November 19th, 2018 / 0 Comments
Raise your hand if you – pre-children – used to silently pray that the woman with the kids getting on the plane wasn’t sitting near you? Now that you’re a parent, your perception has probably changed. To help you and your kids enjoy your time in the air, Britlan Malek, PsyD, a child psychologist with two young children, has some tips for flying with infants and toddlers.
- Wait to get on the plane. Rather than pre-boarding, it’s a good idea to spend more time in the terminal letting your kids run around and burn off some energy.
- Pack a new toy or book. Pack plenty of easy-to-hold toys and books. Avoid electronic toys that make noise – not very welcome by other passengers. Instead, try a book with different textures to feel or a scratch-and-sniff book.
- Coloring books are great mid-air activities.
- Bring the wipes. Kids are messy. Airplanes are cramped. Inevitably, you will have a spilled drink, and snotty nose, a blowout diaper or worse, so make sure you have extra wipes.
- Snacks are a great distraction. TSA has specific guidelines for traveling with infants and babies, but often TSA guards are very reasonable about allowing milk and other soft snacks. Also bring an empty straw cup with a screw-on lid to be filled onboard. Best way to avoid wet laps!
- Let people know if you have allergy concerns. 30,000 feet is not the place you want to experience a food allergy. If your child has a known allergy, call the airline ahead of time and let them know – many are willing to remove that food from the flight or from the plane altogether that day. Always make sure you have your child’s allergy medications with you. And, just to be safe, never allow your child to sample a new food while on a plane.
- Safety is a must. Airlines require kids over 2 to have their own seat and there is a lot of talk recently about the FAA not allowing lap-child tickets at all. Kiddos are safest in their car seats or 5-point harnesses that attach to the seat’s lap belt. Not only does this keep you little ones safe, but it provides them the physical reminder that they should stay seated on the plane (not jumping on the seats or wandering the aisles).
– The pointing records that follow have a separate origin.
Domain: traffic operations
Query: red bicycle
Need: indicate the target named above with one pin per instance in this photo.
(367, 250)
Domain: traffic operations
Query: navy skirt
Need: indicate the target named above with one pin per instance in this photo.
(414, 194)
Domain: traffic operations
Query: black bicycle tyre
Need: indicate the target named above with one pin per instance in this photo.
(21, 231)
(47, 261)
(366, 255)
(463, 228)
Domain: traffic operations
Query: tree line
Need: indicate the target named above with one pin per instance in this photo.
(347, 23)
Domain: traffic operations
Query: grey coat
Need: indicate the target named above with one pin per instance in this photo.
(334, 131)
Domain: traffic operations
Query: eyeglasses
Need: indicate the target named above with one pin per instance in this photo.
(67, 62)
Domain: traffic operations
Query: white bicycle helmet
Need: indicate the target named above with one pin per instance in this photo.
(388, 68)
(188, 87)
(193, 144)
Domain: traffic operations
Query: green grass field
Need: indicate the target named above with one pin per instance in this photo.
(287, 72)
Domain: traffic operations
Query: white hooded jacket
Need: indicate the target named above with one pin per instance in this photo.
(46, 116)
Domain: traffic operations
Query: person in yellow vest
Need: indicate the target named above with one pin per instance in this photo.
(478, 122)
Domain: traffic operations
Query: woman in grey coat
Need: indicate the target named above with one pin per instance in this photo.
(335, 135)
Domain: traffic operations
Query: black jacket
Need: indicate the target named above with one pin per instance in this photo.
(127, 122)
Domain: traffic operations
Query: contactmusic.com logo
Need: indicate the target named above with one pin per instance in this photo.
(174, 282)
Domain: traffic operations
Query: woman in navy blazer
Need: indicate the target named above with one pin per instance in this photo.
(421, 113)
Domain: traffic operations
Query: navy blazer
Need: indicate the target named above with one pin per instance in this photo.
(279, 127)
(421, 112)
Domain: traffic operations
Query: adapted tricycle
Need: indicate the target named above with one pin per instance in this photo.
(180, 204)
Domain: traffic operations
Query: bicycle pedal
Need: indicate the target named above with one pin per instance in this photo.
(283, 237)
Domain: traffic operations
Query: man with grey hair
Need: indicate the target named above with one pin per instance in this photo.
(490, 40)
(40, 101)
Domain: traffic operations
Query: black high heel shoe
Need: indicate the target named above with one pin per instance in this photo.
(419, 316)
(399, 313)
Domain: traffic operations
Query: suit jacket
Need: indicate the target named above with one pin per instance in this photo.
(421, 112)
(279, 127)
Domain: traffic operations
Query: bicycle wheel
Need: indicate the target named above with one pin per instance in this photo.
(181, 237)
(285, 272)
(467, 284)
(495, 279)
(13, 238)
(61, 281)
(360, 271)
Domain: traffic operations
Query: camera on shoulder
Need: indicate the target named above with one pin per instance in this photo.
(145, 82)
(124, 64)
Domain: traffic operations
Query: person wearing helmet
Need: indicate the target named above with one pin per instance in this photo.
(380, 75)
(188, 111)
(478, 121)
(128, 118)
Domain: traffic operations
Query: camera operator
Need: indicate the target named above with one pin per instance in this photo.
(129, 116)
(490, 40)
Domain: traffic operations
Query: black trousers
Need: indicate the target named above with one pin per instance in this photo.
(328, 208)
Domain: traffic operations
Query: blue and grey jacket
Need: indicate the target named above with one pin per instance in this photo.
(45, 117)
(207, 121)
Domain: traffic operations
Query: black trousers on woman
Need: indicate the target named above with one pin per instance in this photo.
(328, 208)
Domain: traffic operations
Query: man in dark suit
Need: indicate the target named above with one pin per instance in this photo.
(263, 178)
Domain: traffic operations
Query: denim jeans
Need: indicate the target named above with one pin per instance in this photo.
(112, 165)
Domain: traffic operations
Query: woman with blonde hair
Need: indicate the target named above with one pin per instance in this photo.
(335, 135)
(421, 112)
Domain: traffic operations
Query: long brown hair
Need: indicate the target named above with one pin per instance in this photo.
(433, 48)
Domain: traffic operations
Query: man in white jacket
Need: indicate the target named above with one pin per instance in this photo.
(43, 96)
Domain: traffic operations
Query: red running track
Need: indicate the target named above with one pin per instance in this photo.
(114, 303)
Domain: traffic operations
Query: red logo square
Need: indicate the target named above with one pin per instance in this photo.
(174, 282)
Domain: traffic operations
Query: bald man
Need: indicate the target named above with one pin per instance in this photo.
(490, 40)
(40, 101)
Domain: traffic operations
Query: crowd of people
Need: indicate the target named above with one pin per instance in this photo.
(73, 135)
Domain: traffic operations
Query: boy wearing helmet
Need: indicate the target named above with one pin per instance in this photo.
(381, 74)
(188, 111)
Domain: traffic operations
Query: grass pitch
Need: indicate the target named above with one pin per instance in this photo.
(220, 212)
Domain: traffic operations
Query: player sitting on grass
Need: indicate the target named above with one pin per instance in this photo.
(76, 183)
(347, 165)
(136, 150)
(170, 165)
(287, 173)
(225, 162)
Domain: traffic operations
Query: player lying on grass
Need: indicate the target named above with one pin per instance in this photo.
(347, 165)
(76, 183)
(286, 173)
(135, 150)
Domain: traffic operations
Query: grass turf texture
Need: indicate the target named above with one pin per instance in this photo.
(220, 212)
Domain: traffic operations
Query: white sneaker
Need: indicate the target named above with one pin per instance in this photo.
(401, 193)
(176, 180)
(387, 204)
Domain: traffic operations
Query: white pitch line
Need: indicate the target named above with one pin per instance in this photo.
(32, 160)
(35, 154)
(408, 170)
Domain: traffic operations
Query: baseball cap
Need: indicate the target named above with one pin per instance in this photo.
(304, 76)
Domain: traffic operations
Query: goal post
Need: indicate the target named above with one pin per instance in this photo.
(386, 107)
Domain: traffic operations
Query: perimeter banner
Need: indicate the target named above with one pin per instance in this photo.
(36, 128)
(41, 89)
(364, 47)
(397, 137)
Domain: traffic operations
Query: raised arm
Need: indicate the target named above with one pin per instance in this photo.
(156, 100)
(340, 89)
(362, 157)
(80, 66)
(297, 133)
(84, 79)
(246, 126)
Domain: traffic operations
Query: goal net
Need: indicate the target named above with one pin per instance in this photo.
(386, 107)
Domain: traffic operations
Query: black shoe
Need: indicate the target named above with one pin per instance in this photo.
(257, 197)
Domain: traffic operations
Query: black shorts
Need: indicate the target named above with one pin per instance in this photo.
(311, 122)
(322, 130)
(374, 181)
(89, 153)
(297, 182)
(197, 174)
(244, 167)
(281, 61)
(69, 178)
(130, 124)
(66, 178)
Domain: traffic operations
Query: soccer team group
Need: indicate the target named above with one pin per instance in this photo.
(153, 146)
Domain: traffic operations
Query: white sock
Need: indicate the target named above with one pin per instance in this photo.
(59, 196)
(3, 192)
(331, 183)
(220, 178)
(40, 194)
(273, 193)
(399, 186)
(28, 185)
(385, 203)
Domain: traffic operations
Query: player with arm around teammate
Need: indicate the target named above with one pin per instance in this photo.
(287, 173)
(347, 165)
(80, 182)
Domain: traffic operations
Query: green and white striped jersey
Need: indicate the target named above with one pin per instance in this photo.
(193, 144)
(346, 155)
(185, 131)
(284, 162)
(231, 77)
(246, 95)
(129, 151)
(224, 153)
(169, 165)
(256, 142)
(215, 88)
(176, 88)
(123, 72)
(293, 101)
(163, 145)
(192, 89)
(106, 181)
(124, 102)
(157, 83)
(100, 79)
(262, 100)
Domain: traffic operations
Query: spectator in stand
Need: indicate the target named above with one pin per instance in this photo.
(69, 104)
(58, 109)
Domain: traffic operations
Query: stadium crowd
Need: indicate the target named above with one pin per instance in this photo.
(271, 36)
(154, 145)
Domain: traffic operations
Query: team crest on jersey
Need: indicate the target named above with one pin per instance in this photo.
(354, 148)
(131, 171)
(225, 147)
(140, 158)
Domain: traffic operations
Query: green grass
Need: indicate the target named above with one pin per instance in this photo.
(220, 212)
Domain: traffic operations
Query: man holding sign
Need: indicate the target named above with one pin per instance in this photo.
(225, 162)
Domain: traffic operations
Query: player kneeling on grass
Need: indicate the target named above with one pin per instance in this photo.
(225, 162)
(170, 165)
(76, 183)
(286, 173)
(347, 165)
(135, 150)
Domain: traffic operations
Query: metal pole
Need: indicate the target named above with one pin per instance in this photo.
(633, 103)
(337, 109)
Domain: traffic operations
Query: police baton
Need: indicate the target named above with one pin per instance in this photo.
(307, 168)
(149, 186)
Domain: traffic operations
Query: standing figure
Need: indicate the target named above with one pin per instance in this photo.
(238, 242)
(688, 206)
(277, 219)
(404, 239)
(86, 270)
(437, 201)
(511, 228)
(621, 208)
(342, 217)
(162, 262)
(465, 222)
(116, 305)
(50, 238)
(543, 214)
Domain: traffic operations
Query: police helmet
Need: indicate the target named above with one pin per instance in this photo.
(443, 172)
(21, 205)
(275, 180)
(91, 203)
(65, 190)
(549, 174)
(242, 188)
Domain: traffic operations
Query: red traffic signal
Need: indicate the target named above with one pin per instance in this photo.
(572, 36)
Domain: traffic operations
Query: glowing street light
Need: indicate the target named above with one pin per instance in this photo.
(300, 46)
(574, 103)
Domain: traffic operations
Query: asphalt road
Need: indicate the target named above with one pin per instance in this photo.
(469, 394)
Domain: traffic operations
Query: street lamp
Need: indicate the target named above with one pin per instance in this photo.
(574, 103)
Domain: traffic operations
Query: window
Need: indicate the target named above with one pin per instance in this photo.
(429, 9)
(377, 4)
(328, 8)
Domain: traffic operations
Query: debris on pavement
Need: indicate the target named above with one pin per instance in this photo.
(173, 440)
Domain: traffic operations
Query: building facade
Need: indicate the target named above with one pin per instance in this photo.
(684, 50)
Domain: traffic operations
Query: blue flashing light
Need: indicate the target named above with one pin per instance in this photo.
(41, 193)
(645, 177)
- Pack extra clothes. When traveling with a baby, always pack a few extra changes of clothes and an extra shirt for you. “I can recall going through three changes and desperately wishing I could change my own top after a few in-flight spit-ups,” says Dr. Malek.
- Go hands free. Infant-carriers/slings are easiest to keep your hands free while in the airport and can be easily placed in overhead bin. For toddlers, use a simple umbrella stroller you can check plane-side. Never expect a young child to keep up with you as you rush to your flight or to stay right by your side in a crowded airport with so many great distractions. Older kids will enjoy pulling their own wheeled suitcase.
What are your travel tips? Any favorite toys?